Abstract
This chapter analyses the position of the Perhimpoenan Indonesia, an Indonesian students’ association in the Netherlands in the interwar era which has been widely recognized as a trailblazing organization within the Indonesian political landscape, in relation to concepts from the work of Benedict Anderson. There has been an evolution in the thinking of Anderson, in which he replaced the strictly comparative framework of Imagined Communities with a global conception of nationalism in Under Three Flags, in which travelling ideas and intellectuals were of central importance. In this sense, expatriate communities such as the Indonesian students in the Perhimpoenan Indonesia were repositioned from being eccentric to the Indonesian political landscape to being in the centre of the international stage.
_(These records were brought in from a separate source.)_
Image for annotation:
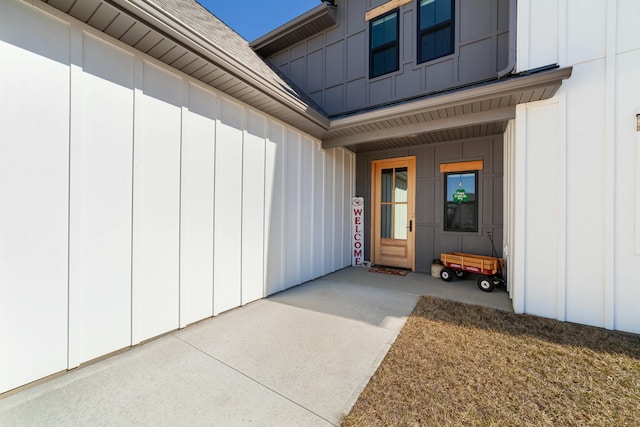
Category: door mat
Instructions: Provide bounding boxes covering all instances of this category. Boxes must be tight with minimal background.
[369,267,409,276]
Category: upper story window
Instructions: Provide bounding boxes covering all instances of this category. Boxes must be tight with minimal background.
[418,0,454,62]
[369,9,400,78]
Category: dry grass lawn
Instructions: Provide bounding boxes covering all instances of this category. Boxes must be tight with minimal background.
[342,297,640,427]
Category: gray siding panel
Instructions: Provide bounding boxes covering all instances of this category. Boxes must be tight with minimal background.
[356,136,503,272]
[269,0,509,115]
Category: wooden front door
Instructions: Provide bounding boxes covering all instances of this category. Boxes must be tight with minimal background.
[371,156,416,271]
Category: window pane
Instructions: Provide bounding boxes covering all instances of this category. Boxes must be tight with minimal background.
[380,169,393,203]
[393,168,408,203]
[380,205,392,239]
[420,0,452,30]
[447,173,476,202]
[371,46,398,77]
[393,203,408,240]
[445,172,478,231]
[420,27,453,62]
[371,13,398,48]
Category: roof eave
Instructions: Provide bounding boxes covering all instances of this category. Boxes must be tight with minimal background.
[110,0,329,137]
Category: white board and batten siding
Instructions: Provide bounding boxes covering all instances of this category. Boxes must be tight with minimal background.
[505,0,640,333]
[0,0,354,393]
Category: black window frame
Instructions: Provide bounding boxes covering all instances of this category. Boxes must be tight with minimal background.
[442,170,480,233]
[417,0,456,64]
[369,9,400,79]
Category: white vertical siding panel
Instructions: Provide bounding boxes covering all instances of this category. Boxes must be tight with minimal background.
[69,34,133,367]
[324,150,336,272]
[313,142,327,277]
[300,137,315,282]
[516,0,560,71]
[284,129,301,288]
[132,62,182,344]
[264,121,285,295]
[331,149,344,270]
[564,61,608,326]
[213,98,245,314]
[0,1,69,392]
[242,112,266,304]
[518,102,560,318]
[340,149,355,268]
[180,84,216,327]
[566,0,607,64]
[614,41,640,334]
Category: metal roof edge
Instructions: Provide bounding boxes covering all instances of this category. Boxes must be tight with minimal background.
[329,67,573,131]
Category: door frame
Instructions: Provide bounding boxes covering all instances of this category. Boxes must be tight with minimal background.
[369,156,416,271]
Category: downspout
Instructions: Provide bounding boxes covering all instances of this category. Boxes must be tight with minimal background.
[498,0,517,79]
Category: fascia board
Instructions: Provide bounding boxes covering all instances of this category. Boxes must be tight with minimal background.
[108,0,329,129]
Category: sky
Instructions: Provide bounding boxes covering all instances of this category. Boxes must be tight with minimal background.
[198,0,320,42]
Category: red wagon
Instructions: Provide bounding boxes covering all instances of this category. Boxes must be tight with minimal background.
[440,252,504,292]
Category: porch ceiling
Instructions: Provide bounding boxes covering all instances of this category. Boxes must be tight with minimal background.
[322,67,572,152]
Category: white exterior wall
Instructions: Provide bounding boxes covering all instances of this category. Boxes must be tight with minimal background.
[0,0,354,393]
[506,0,640,333]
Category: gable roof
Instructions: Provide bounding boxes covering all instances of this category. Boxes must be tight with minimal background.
[43,0,329,137]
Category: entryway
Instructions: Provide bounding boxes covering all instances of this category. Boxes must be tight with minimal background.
[371,156,416,271]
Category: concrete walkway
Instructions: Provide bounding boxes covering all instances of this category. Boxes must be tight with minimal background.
[0,268,511,426]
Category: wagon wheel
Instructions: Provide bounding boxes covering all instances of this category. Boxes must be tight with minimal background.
[440,268,453,282]
[478,277,494,292]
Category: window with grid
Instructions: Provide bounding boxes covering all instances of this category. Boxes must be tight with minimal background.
[369,9,400,78]
[418,0,454,62]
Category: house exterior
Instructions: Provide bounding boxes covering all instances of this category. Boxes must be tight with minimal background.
[0,0,640,393]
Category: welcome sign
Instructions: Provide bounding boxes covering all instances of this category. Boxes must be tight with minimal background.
[351,197,364,266]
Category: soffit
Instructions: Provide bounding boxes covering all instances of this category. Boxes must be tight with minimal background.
[43,0,329,137]
[250,3,336,58]
[323,68,572,152]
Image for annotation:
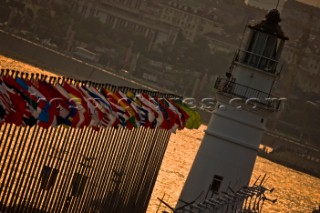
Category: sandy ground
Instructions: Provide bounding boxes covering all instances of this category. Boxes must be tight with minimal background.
[0,55,320,213]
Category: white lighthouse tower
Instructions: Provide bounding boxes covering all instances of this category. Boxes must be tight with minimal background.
[177,9,288,211]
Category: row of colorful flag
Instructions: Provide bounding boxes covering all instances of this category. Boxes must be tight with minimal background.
[0,76,201,132]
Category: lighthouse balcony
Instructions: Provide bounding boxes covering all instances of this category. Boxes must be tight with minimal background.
[214,77,281,111]
[234,50,283,75]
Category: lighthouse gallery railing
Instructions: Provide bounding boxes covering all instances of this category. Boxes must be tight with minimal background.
[214,77,281,110]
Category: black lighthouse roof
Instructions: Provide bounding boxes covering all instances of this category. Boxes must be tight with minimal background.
[248,9,289,40]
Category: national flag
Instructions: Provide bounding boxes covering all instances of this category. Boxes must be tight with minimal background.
[2,76,37,126]
[1,77,27,126]
[113,90,140,129]
[63,82,92,128]
[54,83,85,127]
[83,86,119,127]
[101,88,131,128]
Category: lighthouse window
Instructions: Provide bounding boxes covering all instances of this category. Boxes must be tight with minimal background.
[211,175,223,193]
[244,32,278,72]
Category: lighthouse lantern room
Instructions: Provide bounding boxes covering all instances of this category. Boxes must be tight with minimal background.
[177,9,288,211]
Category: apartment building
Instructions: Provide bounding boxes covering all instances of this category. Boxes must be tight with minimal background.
[282,0,320,93]
[74,0,179,49]
[160,0,223,42]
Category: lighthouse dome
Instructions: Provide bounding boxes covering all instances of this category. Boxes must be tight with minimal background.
[249,9,288,40]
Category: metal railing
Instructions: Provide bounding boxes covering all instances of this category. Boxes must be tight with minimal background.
[234,50,283,74]
[214,77,281,110]
[0,69,175,213]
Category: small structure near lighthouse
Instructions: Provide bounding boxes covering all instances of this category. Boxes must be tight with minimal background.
[176,9,288,212]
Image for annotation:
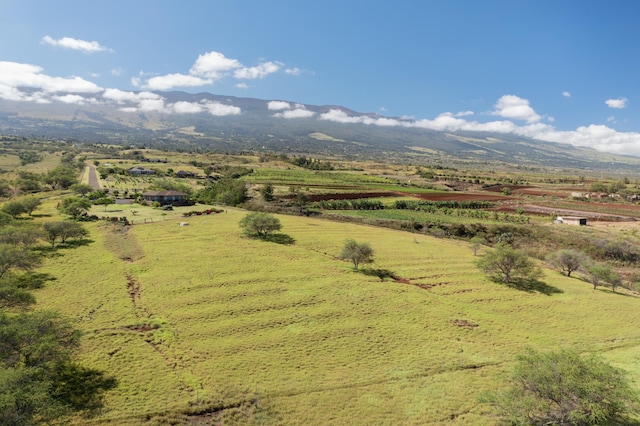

Keywords: Perhimpoenan Indonesia, Indonesian nationalism, student associations, long-distance nationalism, imagined community, homogeneous, empty time
In February 1922, the Indonesian students’ association in the Netherlands changed its name from Indische Vereeniging (Indies’ Association) to Indonesische Vereeniging (Indonesian Association, later translated in Perhimpoenan Indonesia). Two years later, it also renamed its journal Hindia Poetra (Sons of the Indies), which was now called Indonesia Merdeka (Indonesia Free). The new names signalized the advent of a new national imagined community among Indonesians in the Netherlands, and symbolized the political transformation of the organization into the advanced post of the Indonesian national movement in Europe. This chapter will reposition the Indonesian Association in the Netherlands – which has been widely recognized as a trailblazing organization within the Indonesian political landscape – in its European and international context. It will also show how concepts in the work of the late Benedict Anderson, such as imagined communities, long-distance nationalism and homogeneous, empty time, have contributed to our understanding of the political value of expatriate organizations and communities such as the Indonesian Association in the Netherlands.
The first Indonesian students arrived in the Netherlands around the turn of the twentieth century. These young elites had come to the Netherlands for an academic education in disciplines such as medicine, law and economics, and lived in university towns such as Leiden, Utrecht and Amsterdam. The community grew from a few dozen people in the first two decades of the twentieth century, to up to around 175 people in the peak years before the Great Depression.